Saving the preprocessed data

In [None]:
os.makedirs(cwd+'/clean', exist_ok=True)
game_stats_cleaned.to_csv(cwd+'/clean/game_stats_cleaned.csv', index=False)
result_players_clean.to_csv(cwd+'/clean/result_players_clean.csv', index=False)

# Deliverable 3
As part of the poster, we need to attempt to deliver the answer to the research question.
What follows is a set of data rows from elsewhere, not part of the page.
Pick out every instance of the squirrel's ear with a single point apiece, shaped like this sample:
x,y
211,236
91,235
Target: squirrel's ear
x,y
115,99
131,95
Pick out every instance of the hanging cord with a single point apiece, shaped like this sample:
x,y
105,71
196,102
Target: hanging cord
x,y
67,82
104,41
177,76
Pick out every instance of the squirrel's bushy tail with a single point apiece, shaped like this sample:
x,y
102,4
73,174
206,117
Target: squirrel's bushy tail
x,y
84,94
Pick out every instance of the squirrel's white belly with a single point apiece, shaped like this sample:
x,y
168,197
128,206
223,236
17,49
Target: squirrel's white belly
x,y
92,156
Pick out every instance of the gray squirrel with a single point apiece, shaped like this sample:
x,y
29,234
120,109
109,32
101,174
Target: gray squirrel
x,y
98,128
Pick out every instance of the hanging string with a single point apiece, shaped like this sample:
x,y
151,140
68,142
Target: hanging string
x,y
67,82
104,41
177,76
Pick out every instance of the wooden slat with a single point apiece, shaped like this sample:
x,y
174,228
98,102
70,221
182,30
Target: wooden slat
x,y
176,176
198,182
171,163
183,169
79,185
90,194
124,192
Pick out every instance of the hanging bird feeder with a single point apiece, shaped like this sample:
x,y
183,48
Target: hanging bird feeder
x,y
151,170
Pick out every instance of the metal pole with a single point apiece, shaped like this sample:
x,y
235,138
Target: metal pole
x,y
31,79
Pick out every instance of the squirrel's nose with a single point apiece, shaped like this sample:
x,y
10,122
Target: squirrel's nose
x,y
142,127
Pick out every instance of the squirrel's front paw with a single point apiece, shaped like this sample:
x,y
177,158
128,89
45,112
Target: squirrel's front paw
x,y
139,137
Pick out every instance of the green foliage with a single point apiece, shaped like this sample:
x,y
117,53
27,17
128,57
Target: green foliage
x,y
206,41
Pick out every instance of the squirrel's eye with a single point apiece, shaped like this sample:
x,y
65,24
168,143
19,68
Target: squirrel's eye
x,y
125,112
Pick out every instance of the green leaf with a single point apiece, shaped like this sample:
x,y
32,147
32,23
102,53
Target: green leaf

Therefore a knowledge graph is created here.

In [None]:
# Load datasets
import sys, pandas as pd
cwd = sys.path[0]
game_stats_cleaned = pd.read_csv(cwd+"/clean/game_stats_cleaned.csv") # index_col=0
result_players_clean = pd.read_csv(cwd+"/clean/result_players_clean.csv") # index_col=0

  game_stats_cleaned = pd.read_csv(cwd+"/clean/game_stats_cleaned.csv", index_col=0)


In [None]:
from rdflib import Graph, URIRef, Literal, BNode, Namespace, RDF

n = Namespace(URIRef("http://example.org/"))
kg = Graph()
kg.bind("ex", n)

# Append player_id to knowledge graphs
for player_id in game_stats_cleaned.player_id.unique():
    # Create subset df
    player_df = game_stats_cleaned[game_stats_cleaned.player_id==player_id]
    # Append player_id to knowledge graph
    player_node = URIRef(n + str(player_id))
    kg.add((player_node, RDF.type, n.player))
    # Append player name to player_id
    player_name = player_df.player_name.iloc[0]
    kg.add((player_node, n.player_name, Literal(player_name)))
    # Append games to player_id
    for game_id in player_df.game_id:
        game_node = BNode()
        kg.add((game_node, RDF.type, n.game))
        kg.add((player_node, n.played_in_game, game_node))
        kg.add((game_node, n.id, Literal(game_id)))
        # Append attributes to game_id
        for attr, value in player_df[player_df.game_id==game_id].squeeze().items():
            kg.add((game_node, n[attr], Literal(value)))
    # Append attributes from result_players_clean to player_id
    for attr, value in result_players_clean[result_players_clean.player_id==player_id].squeeze().items():
        kg.add((player_node, n[attr], Literal(value if not isinstance(value,pd.Series) else None)))
# Save
kg.serialize(cwd+"/knowledge_graph.ttl", format="turtle")

<Graph identifier=N3cc847a20f294fda8e432376dfc91376 (<class 'rdflib.graph.Graph'>)>